- Flag
- Nickname: Remsen City
- Motto: "Set in rural Welsh tradition"
- Location in Oneida County and the state of New York.
- Coordinates: 43°19′39″N 75°11′12″W﻿ / ﻿43.32750°N 75.18667°W
- Country: United States
- State: New York
- County: Oneida
- Town: Remsen, Trenton
- Village: 1845

Area
- • Total: 0.37 sq mi (0.96 km^{2})
- • Land: 0.37 sq mi (0.96 km^{2})
- • Water: 0 sq mi (0.00 km^{2})
- Elevation: 1,184 ft (361 m)

Population (2020)
- • Total: 431
- • Density: 1,157.6/sq mi (446.96/km^{2})
- Time zone: UTC-5 (Eastern (EST))
- • Summer (DST): UTC-4 (EDT)
- ZIP code: 13438
- Area code: 315
- FIPS code: 36-61115
- GNIS feature ID: 2391090
- Website: villageremsen.digitaltowpath.org:10043/content

= Remsen (village), New York =

Remsen is a village in Oneida County, New York, United States. The population was 431 at the 2020 census. The village is in the southwestern part of the town of Remsen.

The Remsen Barn Festival of the Arts (FOTA) is held in late September. The first Barn Festival was in 1980. Thousands of visitors attend this yearly event on Main street.

The Mohawk, Adirondack and Northern Railroad (MHWA) Railroad crosses the town. The Adirondack Scenic Railroad utilizes the MHWA's trackage from Utica to just north of the village, diverting onto its own trackage (former NYC Adirondack Division)

== History ==
Oneida County was formed and the town of Remsen was organized on March 15, 1798. The village of Remsen was incorporated in 1845. The town was divided to create the town of Forestport on November 24, 1869.

==Geography==
Remsen is located at (43.327589, -75.186734).

According to the United States Census Bureau, the village has a total area of 0.4 square mile (1.0 km^{2}), all land. Cincinnati Creek flows through the village from north to south.

==Demographics==

At the 2000 census, there were 431 people, 202 households and 136 families residing in the village. The population density was 1,431.9 PD/sqmi. There were 229 housing units at an average density of 617.5 /sqmi. The racial makeup of the village was 97.18% White, 0.75% Black or African American, 0.19% Native American, 0.75% Asian, and 1.13% from two or more races. Hispanic or Latino of any race were 0.19% of the population.

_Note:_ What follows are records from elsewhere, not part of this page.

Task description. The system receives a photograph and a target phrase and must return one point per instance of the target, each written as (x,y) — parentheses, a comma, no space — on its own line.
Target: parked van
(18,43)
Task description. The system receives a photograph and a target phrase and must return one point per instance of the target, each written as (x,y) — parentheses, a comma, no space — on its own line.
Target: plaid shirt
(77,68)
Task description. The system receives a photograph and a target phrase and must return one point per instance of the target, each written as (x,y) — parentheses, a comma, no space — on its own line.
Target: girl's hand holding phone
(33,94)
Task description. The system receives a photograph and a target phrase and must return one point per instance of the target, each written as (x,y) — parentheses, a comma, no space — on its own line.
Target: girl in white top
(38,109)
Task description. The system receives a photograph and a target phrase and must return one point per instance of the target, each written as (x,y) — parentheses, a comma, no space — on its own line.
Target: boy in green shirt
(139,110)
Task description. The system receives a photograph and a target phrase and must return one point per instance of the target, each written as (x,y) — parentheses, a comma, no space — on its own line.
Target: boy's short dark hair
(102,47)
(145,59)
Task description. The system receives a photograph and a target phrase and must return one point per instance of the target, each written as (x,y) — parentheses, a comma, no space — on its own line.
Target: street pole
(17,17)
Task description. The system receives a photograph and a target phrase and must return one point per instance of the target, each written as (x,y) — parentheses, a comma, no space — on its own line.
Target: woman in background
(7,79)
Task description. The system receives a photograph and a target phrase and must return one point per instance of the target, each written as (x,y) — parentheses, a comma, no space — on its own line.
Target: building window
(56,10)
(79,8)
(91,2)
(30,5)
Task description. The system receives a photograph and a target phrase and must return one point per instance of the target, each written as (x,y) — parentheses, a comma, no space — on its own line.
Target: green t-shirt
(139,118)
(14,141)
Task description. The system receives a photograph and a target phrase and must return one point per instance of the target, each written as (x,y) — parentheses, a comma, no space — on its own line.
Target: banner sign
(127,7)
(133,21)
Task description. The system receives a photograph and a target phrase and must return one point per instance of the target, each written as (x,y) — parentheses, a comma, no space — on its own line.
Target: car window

There were 202 households, of which 36.1% had children under the age of 18 living with them, 49.0% were married couples living together, 15.8% had a female householder with no male present, and 32.2% were non-families. 24.3% of all households were made up of individuals, and 10.4% had someone living alone who was 65 years of age or older. The average household size was 2.63 and the average family size was 3.12.

27.7% of the population were under the age of 18, 12.2% from 18 to 24, 27.9% from 25 to 44, 22.6% from 45 to 64, and 9.6% who were 65 years of age or older. The median age was 32 years. For every 100 females, there were 88.3 males. For every 100 females age 18 and over, there were 94.9 males.

The median household income was $29,485 and the median family income was $32,625. Males had a median income of $27,083 versus $23,750 for females. The per capita income for the village was $12,625. About 17.5% of families and 19.0% of the population were below the poverty line, including 22.1% of those under age 18 and 13.7% of those age 65 or over.

Historical population
| Census | Pop. | Note | %± |
| 1870 | 289 |  | — |
| 1890 | 358 |  | — |
| 1900 | 389 |  | 8.7% |
| 1910 | 421 |  | 8.2% |
| 1920 | 448 |  | 6.4% |
| 1930 | 437 |  | −2.5% |
| 1940 | 422 |  | −3.4% |
| 1950 | 483 |  | 14.5% |
| 1960 | 567 |  | 17.4% |
| 1970 | 602 |  | 6.2% |
| 1980 | 621 |  | 3.2% |
| 1990 | 518 |  | −16.6% |
| 2000 | 531 |  | 2.5% |
| 2010 | 508 |  | −4.3% |
| 2020 | 431 |  | −15.2% |
U.S. Decennial Census

==Education==
It is in the Remsen Central School District.